Mas esse cenário é, na verdade, ainda mais complexo porque o processo de aumento da sobrevida, tanto no Brasil quanto no resto do mundo, continua a pleno vapor.
“O Brasil tem feito grandes progressos na [queda da] mortalidade, mas esse não é um fenômeno particular, ele acompanha a tendência de países com características socioeconômicas parecidas”, diz Gabriel Borges, pesquisador do IBGE (Instituto Brasileiro de Geografia e Estatística).
Fatores como avanços na medicina e na tecnologia, mudanças de hábito, melhorias sanitárias e maior acesso a serviços de saúde têm elevado a longevidade.
Segundo as projeções da ONU, os idosos com mais de 65 anos representarão quase metade da expansão demográfica mundial de agora até o fim deste século.
“Já vemos efeito grande na redução da mortalidade em idades avançadas. Isso, em boa parte, por causa da tecnologia médica, como cirurgias cardiovasculares”, diz Ana Amélia Camarano, coordenadora de estudos e pesquisas de igualdade de gênero, raça e gerações do Ipea (Instituto de Pesquisa Econômica Aplicada).
No Brasil, de acordo com os cálculos da ONU —que são feitos para períodos de cinco anos—, quem chegar aos 60 anos perto de 2100 viverá, em média, até os 90.
Essa sobrevida de 30 anos é o dobro da esperada por um brasileiro que atingisse a mesma faixa etária na primeira metade da década 1950.
Esse aumento contínuo é usado como justificativa pelo ministro da Economia, Paulo Guedes, para incluir na reforma mecanismo de ajuste da idade mínima de aposentadoria a cada quatro anos que considere mudanças na sobrevida.
Embora não seja o principal elemento no cálculo da sustentabilidade de sistemas previdenciários, a expectativa de vida ao nascer também deve ser considerada.
Quanto mais ela se aproxima da sobrevida na maturidade, maior o número de idosos —e, portanto, de pessoas elegíveis à aposentadoria. Essa tendência de aproximação tem ocorrido em vários países. No Brasil, hoje, a diferença entre a expectativa de vida ao nascer (75,8 anos) e aos 60 anos (82,3 anos) é de 6,5 anos.
Segundo a ONU, até o fim deste século, essa distância deverá cair para 3,2 anos.
Vários fatores explicam esse movimento.

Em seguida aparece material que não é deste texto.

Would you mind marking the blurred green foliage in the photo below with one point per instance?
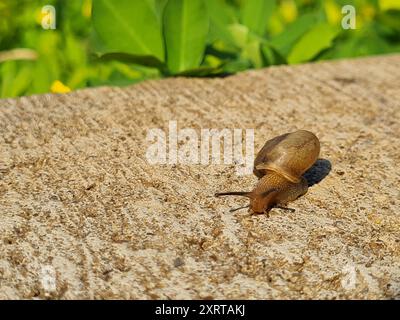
(119, 42)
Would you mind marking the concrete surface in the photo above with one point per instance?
(84, 215)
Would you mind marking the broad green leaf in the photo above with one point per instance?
(285, 40)
(202, 71)
(313, 42)
(234, 66)
(128, 26)
(185, 31)
(271, 56)
(144, 60)
(256, 13)
(252, 52)
(221, 16)
(239, 34)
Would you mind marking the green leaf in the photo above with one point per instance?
(128, 26)
(256, 14)
(286, 39)
(202, 71)
(221, 16)
(239, 34)
(144, 60)
(313, 42)
(252, 52)
(271, 56)
(185, 30)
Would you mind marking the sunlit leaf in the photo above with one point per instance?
(186, 25)
(314, 41)
(256, 13)
(285, 40)
(128, 26)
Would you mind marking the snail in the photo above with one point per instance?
(279, 165)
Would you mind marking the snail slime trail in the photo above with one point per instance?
(279, 165)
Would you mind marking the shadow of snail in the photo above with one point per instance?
(286, 166)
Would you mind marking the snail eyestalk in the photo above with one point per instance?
(234, 193)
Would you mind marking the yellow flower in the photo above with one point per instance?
(58, 87)
(288, 10)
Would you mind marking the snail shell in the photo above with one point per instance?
(289, 155)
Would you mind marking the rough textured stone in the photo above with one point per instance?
(78, 197)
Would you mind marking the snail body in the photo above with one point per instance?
(279, 165)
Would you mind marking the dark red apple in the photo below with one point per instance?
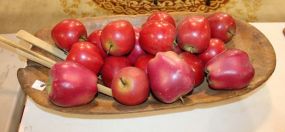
(118, 37)
(86, 54)
(216, 46)
(67, 32)
(142, 62)
(161, 16)
(157, 36)
(130, 86)
(137, 50)
(197, 66)
(111, 67)
(193, 34)
(176, 48)
(229, 70)
(223, 26)
(71, 84)
(170, 77)
(94, 38)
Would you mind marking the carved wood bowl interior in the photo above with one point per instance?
(247, 38)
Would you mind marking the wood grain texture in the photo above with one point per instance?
(247, 38)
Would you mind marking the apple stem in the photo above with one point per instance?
(175, 43)
(189, 49)
(82, 38)
(181, 99)
(123, 81)
(109, 50)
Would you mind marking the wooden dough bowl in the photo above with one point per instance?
(247, 38)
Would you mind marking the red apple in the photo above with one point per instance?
(230, 70)
(86, 54)
(161, 16)
(157, 36)
(94, 38)
(130, 86)
(67, 32)
(111, 67)
(137, 50)
(170, 77)
(118, 37)
(196, 65)
(222, 26)
(142, 62)
(193, 34)
(216, 46)
(71, 84)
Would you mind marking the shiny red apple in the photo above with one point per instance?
(161, 16)
(157, 36)
(223, 26)
(130, 86)
(142, 62)
(137, 50)
(216, 46)
(94, 38)
(71, 84)
(170, 77)
(118, 37)
(86, 54)
(67, 32)
(193, 34)
(111, 67)
(231, 69)
(196, 65)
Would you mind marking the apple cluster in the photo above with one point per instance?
(162, 58)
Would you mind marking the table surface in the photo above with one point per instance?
(262, 111)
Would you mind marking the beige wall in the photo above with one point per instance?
(32, 15)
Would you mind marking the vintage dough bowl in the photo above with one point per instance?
(247, 38)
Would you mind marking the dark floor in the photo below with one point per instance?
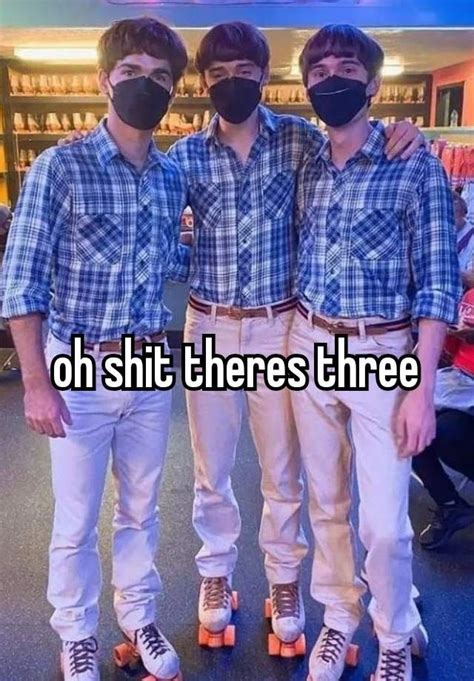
(28, 649)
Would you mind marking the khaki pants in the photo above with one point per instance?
(323, 420)
(215, 423)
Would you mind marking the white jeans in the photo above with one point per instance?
(133, 426)
(323, 419)
(215, 423)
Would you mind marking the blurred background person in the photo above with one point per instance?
(454, 442)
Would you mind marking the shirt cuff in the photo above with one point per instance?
(436, 305)
(21, 305)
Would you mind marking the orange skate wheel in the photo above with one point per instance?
(203, 636)
(229, 636)
(274, 645)
(300, 645)
(352, 656)
(235, 600)
(268, 609)
(123, 655)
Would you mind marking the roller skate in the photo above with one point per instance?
(285, 608)
(148, 647)
(79, 660)
(332, 652)
(393, 665)
(217, 601)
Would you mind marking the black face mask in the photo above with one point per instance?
(140, 102)
(235, 99)
(337, 100)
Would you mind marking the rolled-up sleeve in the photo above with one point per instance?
(435, 265)
(27, 265)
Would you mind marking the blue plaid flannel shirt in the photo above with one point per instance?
(99, 236)
(378, 237)
(245, 244)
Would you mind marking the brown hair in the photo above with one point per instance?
(342, 40)
(144, 35)
(232, 41)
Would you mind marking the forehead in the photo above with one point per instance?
(144, 61)
(234, 63)
(330, 59)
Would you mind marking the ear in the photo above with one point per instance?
(266, 76)
(103, 80)
(374, 86)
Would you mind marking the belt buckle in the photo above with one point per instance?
(334, 327)
(236, 313)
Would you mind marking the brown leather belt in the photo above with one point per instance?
(242, 312)
(116, 346)
(351, 330)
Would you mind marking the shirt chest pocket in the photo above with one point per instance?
(206, 204)
(279, 195)
(375, 234)
(98, 238)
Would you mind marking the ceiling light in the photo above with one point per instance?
(83, 55)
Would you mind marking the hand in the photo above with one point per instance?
(73, 136)
(415, 425)
(45, 411)
(404, 139)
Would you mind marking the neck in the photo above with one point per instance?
(133, 144)
(347, 140)
(242, 132)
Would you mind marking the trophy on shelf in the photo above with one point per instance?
(32, 124)
(31, 156)
(76, 85)
(77, 122)
(66, 123)
(18, 123)
(90, 121)
(27, 84)
(15, 85)
(197, 122)
(52, 123)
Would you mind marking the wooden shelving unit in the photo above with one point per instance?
(18, 144)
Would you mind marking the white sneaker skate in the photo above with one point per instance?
(419, 642)
(217, 601)
(153, 650)
(333, 650)
(79, 660)
(393, 665)
(285, 608)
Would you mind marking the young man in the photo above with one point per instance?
(241, 175)
(454, 402)
(376, 250)
(98, 223)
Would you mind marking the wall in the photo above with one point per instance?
(457, 73)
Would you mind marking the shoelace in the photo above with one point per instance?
(81, 655)
(331, 645)
(217, 593)
(153, 640)
(393, 664)
(285, 600)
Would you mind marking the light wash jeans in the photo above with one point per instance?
(130, 428)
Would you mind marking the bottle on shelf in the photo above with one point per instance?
(77, 122)
(32, 123)
(18, 122)
(15, 85)
(27, 84)
(66, 123)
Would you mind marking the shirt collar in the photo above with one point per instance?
(267, 119)
(373, 149)
(106, 148)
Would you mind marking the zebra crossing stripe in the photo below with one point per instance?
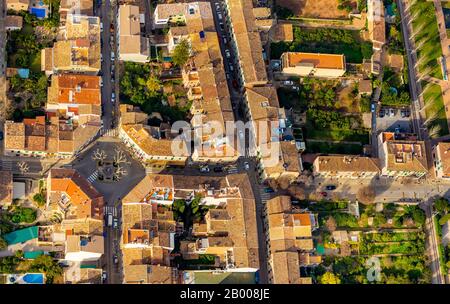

Além da melhoria na saúde, é possível que a violência, que penaliza principalmente os mais jovens, caia.
No Brasil, a morte violenta na juventude tem aumentado. Entre 2006 e 2016, a taxa de homicídio entre brasileiros de 15 a 29 anos subiu 25%.
Um estudo dos economistas Daniel Cerqueira e Rodrigo Leandro de Moura mostra que o aumento da fatia de jovens na população contribuiu para esse aumento.
Segundo projeções, a tendência é que o início do encolhimento da população jovem atue, a partir de agora, como uma força de redução dos homicídios.
Mas é difícil saber se os fatores que contribuem para a queda no número de mortes precoces no Brasil não serão compensados por outros que atuam na direção contrária.
“O efeito da mudança demográfica pode ser anulado por outros fatores que contribuem para o aumento de homicídios, como a atuação de gangues e o aumento do porte de armas”, diz Cerqueira, que é conselheiro do Fórum Brasileiro de Segurança Pública.
Além disso, há particularidades regionais. No Maranhão, a esperança de vida ao nascer não chegava a 71 anos em 2017, enquanto em Santa Catarina caminhava para 80.
Mas essa diferença tende a cair conforme as pessoas envelhecem. Aos 60 anos, a expectativa de sobrevida no Maranhão era de 20,4 anos, ante 23,9 em Santa Catarina.
De qualquer forma, se as tendências atuais se confirmarem, a pressão sobre o regime previdenciário tende a continuar aumentando nas próximas décadas.